Find a comfortable position that can be lying on your back or in a comfortable seated position,
Maybe on a chair as well.
Just find a position where you feel like you can keep your spine nice and straight.
So a really nice position is if you maybe lie down on a mat to have your feet wider than hip-width apart.
So maybe if you have a mat,
Mat-width apart and let the knee sink together so they're touching and that's a really nice position to relax your lower back.
If you're in a seated position,
Just really try to shine the crown of your head nice and tall to relax your shoulders.
Maybe roll your shoulders for a few moments just to really feel into that to add some movement before we then come into a quite still position.
So choose the position that feels most comfortable to you where you feel like you can just rest.
So try to resist any movement during it.
If you need to move,
That's also okay.
It's just about the trying part.
If you're on a chair,
Have your feet firmly connected to the ground and your hands in all of the positions if you're lying on your back.
If you're sitting on a chair,
If you're in a seated position,
Just maybe lying on your back.
Maybe it feels comfortable for you to have your arms next to your body.
Maybe you rest your left hand over your heart center,
Your right hand on top of your belly.
I do like starting some of the meditations in a lying position because it really helps you to focus on your breathing and feel where your breath is flowing in and out of your body.
If you're in a seated position,
Maybe rest your hands on top of your thighs or your knees.
Your palms can face towards the sky,
Towards the ceiling or face down.
Just choose the position that feels intuitively right to you.
During this whole time at the moment,
I really liked just placing both of my hands over my heart center.
But that's completely up to you.
So let's slowly begin our meditation.
Gently close your eyes,
Really try to relax all the muscles in your face and in your whole body,
Whichever muscles you don't need to hold up your spine nice and straight.
Try to relax everything else.
Take a moment here just to arrive in the space that you're in.
Maybe notice all the sounds around you for a moment.
Which sound is the furthest away?
Then slowly from that sound,
Move closer towards the space you're in.
Maybe you can hear some birds.
Maybe you can hear the wind.
Or some people outside.
Then move even closer into that room,
Into that space that you're in.
Maybe you're sitting outside.
Maybe you're in a room.
Then from there,
Move even closer into your body and start scanning your whole body.
Just notice what's going on here today in this moment.
If you feel tension anywhere,
That's completely fine.
It's just about noticing all the feelings,
All the emotions in your body and your mind.
Slowly bring your awareness over to your breath.
Let your breath flow naturally for a couple more breaths.
So you just become an observer of your breath.
Where is your breath flowing naturally into your body?
Where is it flowing out of your body again?
Feel that space,
That sense of calm that you're already creating here.
And slowly start to deepen your breath.
Every inhale,
Breathe deeply into your belly.
Try to relax all the muscles.
And every inhalation,
So that your belly can nicely expand towards the outside.
Exhale,
Feel how your belly is lowering again.
If you're familiar with yogic breath,
Then start your yogic breathing now.
Otherwise,
Breathe deeply into your belly.
Hold for a moment.
Breathe even deeper into your whole rib cage.

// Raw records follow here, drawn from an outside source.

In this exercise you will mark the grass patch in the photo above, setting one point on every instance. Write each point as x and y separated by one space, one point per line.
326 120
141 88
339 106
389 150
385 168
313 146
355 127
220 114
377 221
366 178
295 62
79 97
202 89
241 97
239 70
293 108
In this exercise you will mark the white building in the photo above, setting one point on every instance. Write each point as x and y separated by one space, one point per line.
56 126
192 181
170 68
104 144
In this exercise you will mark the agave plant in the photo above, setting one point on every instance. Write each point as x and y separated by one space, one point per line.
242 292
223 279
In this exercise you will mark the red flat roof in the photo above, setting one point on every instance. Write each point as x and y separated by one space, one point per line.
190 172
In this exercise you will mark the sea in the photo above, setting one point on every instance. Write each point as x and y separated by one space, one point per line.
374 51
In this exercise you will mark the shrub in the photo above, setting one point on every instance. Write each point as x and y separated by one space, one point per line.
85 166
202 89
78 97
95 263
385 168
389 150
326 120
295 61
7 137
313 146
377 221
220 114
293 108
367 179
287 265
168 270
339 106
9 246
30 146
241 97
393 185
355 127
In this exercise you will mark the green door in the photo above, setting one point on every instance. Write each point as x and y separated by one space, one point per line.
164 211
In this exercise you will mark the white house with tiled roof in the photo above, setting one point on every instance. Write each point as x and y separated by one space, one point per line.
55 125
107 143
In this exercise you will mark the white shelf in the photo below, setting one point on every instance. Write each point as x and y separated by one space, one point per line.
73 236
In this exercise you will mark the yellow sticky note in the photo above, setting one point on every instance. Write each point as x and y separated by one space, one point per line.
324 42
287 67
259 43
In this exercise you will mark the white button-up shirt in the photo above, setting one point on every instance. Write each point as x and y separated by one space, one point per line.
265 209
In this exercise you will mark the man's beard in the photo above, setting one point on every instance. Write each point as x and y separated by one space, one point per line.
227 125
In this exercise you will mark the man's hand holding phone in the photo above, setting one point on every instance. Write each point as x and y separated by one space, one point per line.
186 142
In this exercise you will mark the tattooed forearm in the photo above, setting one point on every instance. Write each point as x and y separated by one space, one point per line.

Feel your ribs expand to the outside.
Hold your breath for another moment.
Breathe even deeper into your chest if you have a little bit more air.
Hold your breath at the end of your inhalation for a moment and feel that sense of space that you've already created in this moment.
Then maybe open your mouth and sigh it all out.
Do that in your own rhythm a few more times.
Breathe in,
Relax all the muscles in your belly.
Hold the breath for a moment.
Go deeper,
Breathe into your whole rib cage.
Also,
If you are lying on your back,
Feel your ribs expand into your mat,
Into the ground underneath you.
Breathe even deeper into your whole chest.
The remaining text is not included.